The space of Hilbert-Schmidt operators $ HS(H_1^*,H_2) $ you mentioned above is isometrically isomorphic to $ H_1 \otimes H_2 $. You may identify all tensor products $ \phi_1 \otimes \phi_2 $ with the map $ x^* \mapsto x^*(\phi_1) \phi_2 $. This map is in $ HS(H_1^*,H_2) $. Taking linear combinations and limits, this identification extends to an identification of $ H_1 \otimes H_2 $ and $ HS(H_1^*,H_2) $, which can be proven to be isometric and isomorphic.
answer 2: For Hilbert spaces of functions, such as $ L^2(\mathbb{R}) $, you would build a tensor product as $$ L^2(\mathbb{R}) \otimes L^2(\mathbb{R}) = L^2(\mathbb{R}^2), \qquad (\phi_1 \otimes \phi_2)(x_1,x_2) = \phi_1(x_1) \phi_2(x_2).$$ Note that the 2 arguments $ x_1, x_2 $ are different. So rather than multiplying the functions $ \phi_1, \phi_2 $ in an $x$-$y$-diagram, you go to a 3-dimensional $x_1$-$x_2$-$y$-diagram and multiply the functions $$ f_1(x_1,x_2) = \phi_1(x_1) \; 1(x_2) \qquad \text{and} \qquad f_2(x_1,x_2) = 1(x_1) \; \phi_2(x_2) $$ (meaning $ (\phi_1 \otimes \phi_2)(x_1,x_2) = f_1(x_1,x_2) f_2(x_1,x_2) $).
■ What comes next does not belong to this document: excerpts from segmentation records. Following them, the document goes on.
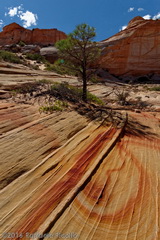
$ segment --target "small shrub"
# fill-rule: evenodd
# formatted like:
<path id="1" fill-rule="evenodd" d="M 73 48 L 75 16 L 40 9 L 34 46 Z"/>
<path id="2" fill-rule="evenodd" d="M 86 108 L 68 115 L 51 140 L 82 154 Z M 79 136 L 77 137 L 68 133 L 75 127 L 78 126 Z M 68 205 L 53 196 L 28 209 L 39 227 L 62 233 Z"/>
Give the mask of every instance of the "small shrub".
<path id="1" fill-rule="evenodd" d="M 121 105 L 126 105 L 127 98 L 129 97 L 129 93 L 126 92 L 124 89 L 122 91 L 116 90 L 114 92 L 117 96 L 117 100 Z"/>
<path id="2" fill-rule="evenodd" d="M 38 80 L 38 83 L 43 85 L 43 84 L 50 84 L 53 82 L 49 79 L 41 79 L 41 80 Z"/>
<path id="3" fill-rule="evenodd" d="M 70 76 L 76 75 L 76 71 L 71 70 L 71 66 L 67 68 L 66 64 L 62 59 L 58 59 L 57 61 L 54 62 L 54 64 L 47 63 L 45 70 L 53 71 L 61 75 L 70 75 Z"/>
<path id="4" fill-rule="evenodd" d="M 25 44 L 25 42 L 20 41 L 20 42 L 18 43 L 18 45 L 19 45 L 20 47 L 24 47 L 26 44 Z"/>
<path id="5" fill-rule="evenodd" d="M 45 57 L 41 56 L 38 53 L 27 53 L 26 58 L 29 60 L 37 61 L 37 62 L 42 62 L 42 63 L 46 62 Z"/>
<path id="6" fill-rule="evenodd" d="M 49 105 L 49 106 L 41 106 L 39 108 L 40 112 L 45 112 L 45 113 L 52 113 L 54 111 L 63 111 L 64 108 L 68 107 L 68 103 L 56 100 L 54 105 Z"/>
<path id="7" fill-rule="evenodd" d="M 10 63 L 21 63 L 20 58 L 12 52 L 0 50 L 0 59 Z"/>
More generally, $ L^2(\mathbb{R}^n) \otimes L^2(\mathbb{R}^m) = L^2(\mathbb{R}^{n+m}) $ for any $ n,m \in \mathbb{N} $, so the tensor product basically "adds the parameter dimensions of your functions". You may also use other Hilbert spaces, such as $ L^2(\Omega) $ with $ \Omega \subset \mathbb{R}^n $ being a nice set or even the Sobolev spaces $ H^s(\Omega), s \ge 0 $
answer 3: Each Hilbert-Schmidt operator $ K \in HS(L^2(\mathbb{R})^*, L^2(\mathbb{R})) $ can be identified with a kernel $ k(x_1,x_2) $ with $ k \in L^2(\mathbb{R}) \otimes L^2(\mathbb{R}) = L^2(\mathbb{R}^2) $.
That means, for $ \phi^*_1 \in L^2(\mathbb{R})^* $, the function $ K \phi^*_1 \in L^2(\mathbb{R}) $ is given by $$ (K \phi^*_1)(x_2) = \int_\mathbb{R} k(x_1,x_2) \phi^*_1(x_1) \; dx_1$$
The identification of kernels $ k \in L^2(\mathbb{R}) \otimes L^2(\mathbb{R}) = L^2(\mathbb{R}^2) $ and Hilbert-Schmidt operators is one-to-one. So you may also construct $ L^2(\mathbb{R}) \otimes L^2(\mathbb{R}) $ using Hilbert-Schmidt operators on such function spaces.